Недели полторы тому, как она в бане парилась, а оттуда домой пошла очень уж налегке да, говорят еще, на босу ногу, а на дворе-то было вьюжно и морозно. Босыми-то ногами, слышь, в сугроб попала, ну и слегла на другой день. Много ли такой надо? Сам знаешь, какая она телом нежная, не то что у нас, простых людей, бабы бывают, той ни вьюга, ни сугроб нипочем.

– Что ж, она в памяти? – спросил Василий Борисыч.

– В памяти-то, слышь, еще покуда в памяти, а сказывают, начала заговариваться, – отвечал работник.

– Что ж? За лекарем в город посылали или нет? – продолжал свои расспросы Василий Борисыч.

– Как же не посылать, посылали, – отвечал работник.

– Что же он говорит?

– Что говорит, про то я не знаю. Знаю только, что пробыл он у Патапа Максимыча не очень долго и, только что уехал, меня за тобой послали, а другого работника, Селиверста, в Городец за попом.

Встрепенулось сердце у Василья Борисыча. «Авось не отлежится, авось не встанет! Ох, искушение!» – подумал он.

Он застал жену без языка. Так и не пришлось ему двух слов сказать. На похоронах он громко подпевал городецким дьячкам – скитницы не пожаловали петь к Патапу Максимычу, очень уж сердилась на брата мать Манефа, – и сама не поехала и другим не велела ездить. Все ее слов послушались, никто из сбирательниц не приехал в Осиповку.
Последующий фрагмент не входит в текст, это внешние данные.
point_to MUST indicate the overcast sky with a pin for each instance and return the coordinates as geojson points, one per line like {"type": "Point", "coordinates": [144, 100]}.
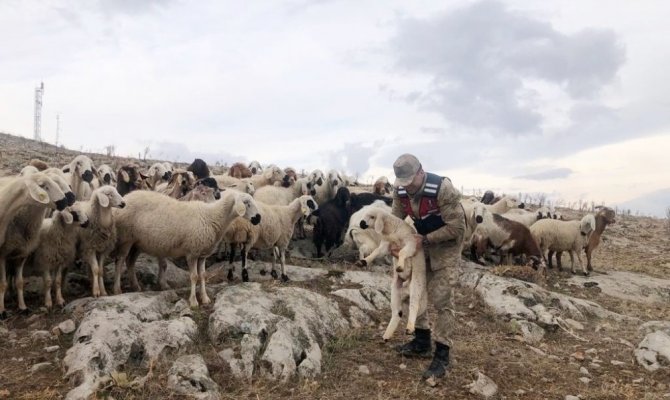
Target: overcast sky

Спустя недели полторы после похорон Патап Максимыч позвал зятя к себе в горницу и сказал:

– Вижу я, Василий Борисыч, что из тебя никакого толку не будет. Зачем же вместе нам жить, быть в тягость друг другу? Разойдемся-ка мирно, по-доброму, по-хорошему. Не поминай меня и дом мой лихом. О сыне своем, о Захарушке, заботы не имей, теперь он на руках у Дарьи Сергевны, а будет у Груни, как ей станет посвободней и ежели Дарья Сергевна хозяйкой в доме останется. А по времени, если будет Богу угодно, все мои достатки ему с Груней пополам отдам. А на Аксинью Захаровну рассчитывать нечего, и с радостью бы понянчилась со внучком, да сама на ладан дышит. Лекаря к Параше привозили, поглядел он на Захаровну и сказал, что не жилица она на свете, до весны ни в коем разе не проживет. Так разойдемся-ка лучше, Василий Борисыч: у тебя своя дорога, у меня своя, не будем мешать друг другу. Знаю, что тебе в люди деваться некуда, так вот на обзаведенье да на прожиток. Пиши, чтобы знать, где находишься, по силе возможности стану тебе каждый год присылать на житье. Прощай. Дарю тебе пару лошадок да санки, поезжай, куда знаешь. А это возьми.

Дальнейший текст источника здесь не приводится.